Use the "back" button of your browser to return to the list of abstracts.
RADIO AND INTER-ETHNIC RELATIONS IN THE GREATER HORN OF AFRICA REGION [Abstract ID: 0903-08]
For the great majority of sub-Saharan African states, the thorniest post-independence issue has been the problem of their ethnic composition. State boundaries were drawn without regard for territorial boundaries separating ethnic groups many of whom had a history of hostilities and rivalries going back centuries. This problem has especially plagued the greater Horn of Africa region – theater to some of the longest civil wars in modern world history. Radio has been used to propagate belligerent inter-ethnic narratives both within and across national boundaries and has thus served to foment instability.
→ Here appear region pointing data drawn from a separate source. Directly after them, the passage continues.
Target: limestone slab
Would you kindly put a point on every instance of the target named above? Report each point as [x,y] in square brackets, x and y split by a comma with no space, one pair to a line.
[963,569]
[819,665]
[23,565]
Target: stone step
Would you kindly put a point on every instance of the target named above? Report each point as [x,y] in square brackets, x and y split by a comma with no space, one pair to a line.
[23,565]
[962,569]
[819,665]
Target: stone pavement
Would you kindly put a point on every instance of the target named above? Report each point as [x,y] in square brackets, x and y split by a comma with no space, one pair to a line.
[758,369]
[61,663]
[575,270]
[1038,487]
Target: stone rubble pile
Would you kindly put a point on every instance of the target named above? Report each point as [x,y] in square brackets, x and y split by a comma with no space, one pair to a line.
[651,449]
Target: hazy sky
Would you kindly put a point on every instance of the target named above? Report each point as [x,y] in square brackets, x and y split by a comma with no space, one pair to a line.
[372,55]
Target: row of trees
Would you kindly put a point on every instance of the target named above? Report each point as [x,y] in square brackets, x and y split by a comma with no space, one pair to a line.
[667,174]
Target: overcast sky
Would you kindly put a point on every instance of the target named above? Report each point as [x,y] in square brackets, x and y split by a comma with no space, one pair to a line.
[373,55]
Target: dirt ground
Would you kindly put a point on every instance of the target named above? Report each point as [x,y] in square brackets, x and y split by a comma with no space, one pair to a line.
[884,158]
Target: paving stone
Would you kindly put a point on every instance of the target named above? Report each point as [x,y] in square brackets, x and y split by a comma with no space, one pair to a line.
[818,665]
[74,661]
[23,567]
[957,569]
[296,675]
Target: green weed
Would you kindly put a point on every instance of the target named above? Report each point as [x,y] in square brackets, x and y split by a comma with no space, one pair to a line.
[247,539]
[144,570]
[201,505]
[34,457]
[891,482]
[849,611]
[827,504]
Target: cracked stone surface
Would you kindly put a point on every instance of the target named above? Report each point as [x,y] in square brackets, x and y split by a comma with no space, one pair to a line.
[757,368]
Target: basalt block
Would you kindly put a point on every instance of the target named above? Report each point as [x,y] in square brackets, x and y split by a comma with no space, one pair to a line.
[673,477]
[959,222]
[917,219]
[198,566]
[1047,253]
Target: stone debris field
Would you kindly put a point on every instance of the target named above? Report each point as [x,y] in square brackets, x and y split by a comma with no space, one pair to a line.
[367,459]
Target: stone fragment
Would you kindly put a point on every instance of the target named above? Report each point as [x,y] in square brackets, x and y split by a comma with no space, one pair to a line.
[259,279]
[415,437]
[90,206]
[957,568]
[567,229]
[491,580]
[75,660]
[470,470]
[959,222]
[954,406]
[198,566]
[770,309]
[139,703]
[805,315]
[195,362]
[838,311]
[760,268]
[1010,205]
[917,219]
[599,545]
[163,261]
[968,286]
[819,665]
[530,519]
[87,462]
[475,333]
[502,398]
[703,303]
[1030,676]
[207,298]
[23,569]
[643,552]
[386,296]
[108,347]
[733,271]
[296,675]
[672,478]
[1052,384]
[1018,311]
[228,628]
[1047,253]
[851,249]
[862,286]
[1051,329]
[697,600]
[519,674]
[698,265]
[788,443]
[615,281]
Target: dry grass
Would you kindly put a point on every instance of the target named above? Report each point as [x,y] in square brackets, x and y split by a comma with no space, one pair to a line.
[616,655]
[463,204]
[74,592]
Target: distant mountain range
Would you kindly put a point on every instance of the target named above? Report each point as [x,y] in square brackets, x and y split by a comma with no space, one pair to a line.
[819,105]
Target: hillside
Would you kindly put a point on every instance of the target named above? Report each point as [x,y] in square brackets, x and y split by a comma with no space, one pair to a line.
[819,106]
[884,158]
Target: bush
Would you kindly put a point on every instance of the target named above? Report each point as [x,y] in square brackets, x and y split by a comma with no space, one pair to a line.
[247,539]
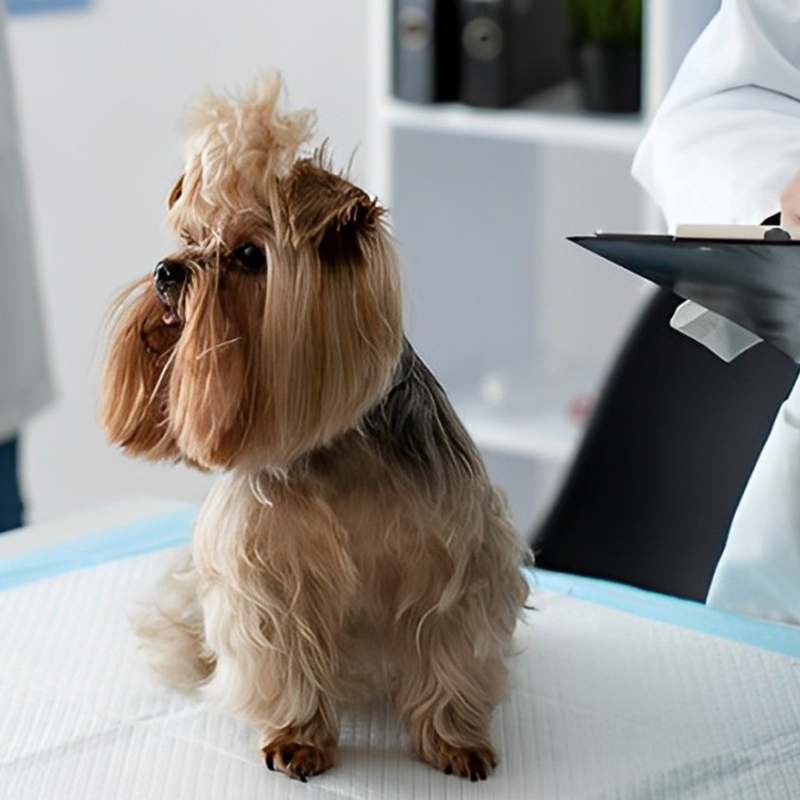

This paper focuses on negative and belligerent Somali narratives aimed at the Amhara ethnic group of Ethiopia. The narratives can be traced to the 16th century religious wars between Somali nationalist Imam Ahmed Ibn Ibrahim Al Ghazi (popularly known as Ahmed Gurey) and Abbysinian emperor Lebna Dengel whose dominion over Muslim populations in eastern Ethiopia, including Somalis, irked the Sultanate of Awdal from which Imam Ahmed Gurey hailed. These narratives have been kept alive through the centuries by folk tales, traditional songs, pastoralist chants, and poetry. They reached fever pitch levels during the border wars between Somalia and Ethiopia in 1964 and again in 1977. The proliferation of community radio throughout Africa in the 1990s has countered this trend by delivering cross-border peace narratives. Following the disintegration of the Somali state, effective peace narratives in the breakaway region of Somaliland contrasted sharply with narratives in southern Somalia. We use qualitative content analysis of radio fare in the form of pop music lyrics, traditional songs and poetry to draw the contrast in Somali-language narratives that define the Amhara ethnic group of Ethiopia.